C. Warren's Testimony Is Inadmissible Under Rule 37(c)(1)
The Federal Rules of Civil Procedure generally provide, absent two exceptions, that exclusion is the appropriate remedy for a party's improper expert disclosure under Rule 26. See FED. R. CIV. P. 37(c)(1) (“If a party fails to provide information or identify a witness as required by Rule 26(a) or (e), the party is not allowed to use that information or witness to supply evidence on a motion, at a hearing, or at a trial, unless the failure was substantially justified or is harmless.”). Here, there are two bases for excluding Warren's testimony. First, Clear Blue did not timely disclose Warren as a primary expert, electing instead to mislabel him as a rebuttal expert. Second, Clear Blue failed to comply with the substantive disclosure requirements of Rule 26(a)(2)(B). Clear Blue does not even argue that the former failure was substantially justified or harmless under Rule 37. Clear Blue contends only that its failure to comply with Rule 26(a)(2)(B)'s substantive requirements was either substantially justified or harmless because Rodriguez deposed Warren and Clear Blue attempted to fill in some of the gaps almost two months after the Case Management Scheduling Order's deadline had passed. See Resp. to MTS at 6-7.
This explanation is inadequate. To begin with, the “burden” is on Clear Blue to “show[] a substantial justification” for its “tardiness” and other errors. See Knight ex rel. Kerr v. Miami-Dade Cnty., 856 F.3d 795, 812 (11th Cir. 2017). But Clear Blue barely provides any justification, much less a substantial one, for its untimely and inadequate disclosure. That Clear Blue has apparently had logistical difficulties in retrieving the necessary information does not justify its failure to comply with Rule 26, especially given that it never moved for an extension of the relevant deadlines and instead filed an untimely and inadequate disclosure along with what amounts to an “IOU.” See Warren Expert Disclosure at 2 (promising that several missing pieces of information “ha[ve] been requested and will be produced upon receipt”).
Neither were Clear Blue's violations of Rule 26 harmless. The most obvious reason is that Clear Blue filed Warren's “rebuttal” disclosure on the day of the rebuttal deadline and the close of discovery. Rodriguez could not have prepared and timely disclosed her own rebuttal expert in response if she had wanted to counter Warren's new opinion.

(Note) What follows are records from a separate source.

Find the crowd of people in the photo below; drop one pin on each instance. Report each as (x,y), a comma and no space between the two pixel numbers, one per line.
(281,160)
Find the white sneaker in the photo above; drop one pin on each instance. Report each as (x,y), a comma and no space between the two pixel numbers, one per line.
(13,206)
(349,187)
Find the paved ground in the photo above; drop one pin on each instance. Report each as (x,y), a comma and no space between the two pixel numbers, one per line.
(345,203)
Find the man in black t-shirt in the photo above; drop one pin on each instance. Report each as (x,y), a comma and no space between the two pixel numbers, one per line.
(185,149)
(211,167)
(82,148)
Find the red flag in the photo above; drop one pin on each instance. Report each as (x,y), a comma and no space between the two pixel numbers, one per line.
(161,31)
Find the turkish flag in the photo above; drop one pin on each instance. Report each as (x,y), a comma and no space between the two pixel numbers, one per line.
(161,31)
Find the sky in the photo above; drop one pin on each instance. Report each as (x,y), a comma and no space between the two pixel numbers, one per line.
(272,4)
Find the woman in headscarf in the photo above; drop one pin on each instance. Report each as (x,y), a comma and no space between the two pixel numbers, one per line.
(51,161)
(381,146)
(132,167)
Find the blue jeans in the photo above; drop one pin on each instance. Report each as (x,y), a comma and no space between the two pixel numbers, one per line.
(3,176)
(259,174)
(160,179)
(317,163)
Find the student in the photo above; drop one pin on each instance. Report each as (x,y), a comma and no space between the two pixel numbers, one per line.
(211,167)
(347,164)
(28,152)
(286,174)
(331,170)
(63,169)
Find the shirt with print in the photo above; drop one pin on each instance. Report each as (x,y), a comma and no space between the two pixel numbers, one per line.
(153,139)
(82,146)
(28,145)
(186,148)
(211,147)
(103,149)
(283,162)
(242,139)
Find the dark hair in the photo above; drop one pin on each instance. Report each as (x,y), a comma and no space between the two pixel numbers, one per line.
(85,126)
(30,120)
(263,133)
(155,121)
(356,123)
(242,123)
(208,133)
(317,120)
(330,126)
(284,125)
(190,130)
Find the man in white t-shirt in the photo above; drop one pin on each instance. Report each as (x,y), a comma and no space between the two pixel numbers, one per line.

That prejudice was compounded by the inadequacy of Clear Blue's disclosure, which was missing both a formal report prepared and signed by Warren as well as several key pieces of information about Warren's background, when it was finally filed.
IV. CONCLUSION
For the above reasons, Plaintiff's Motion to Strike Defendant's Rebuttal Expert Witness, (Doc. 25), is GRANTED. Clear Blue is prohibited from calling Warren as an expert witness at trial for failing to timely and adequately disclose his expert report.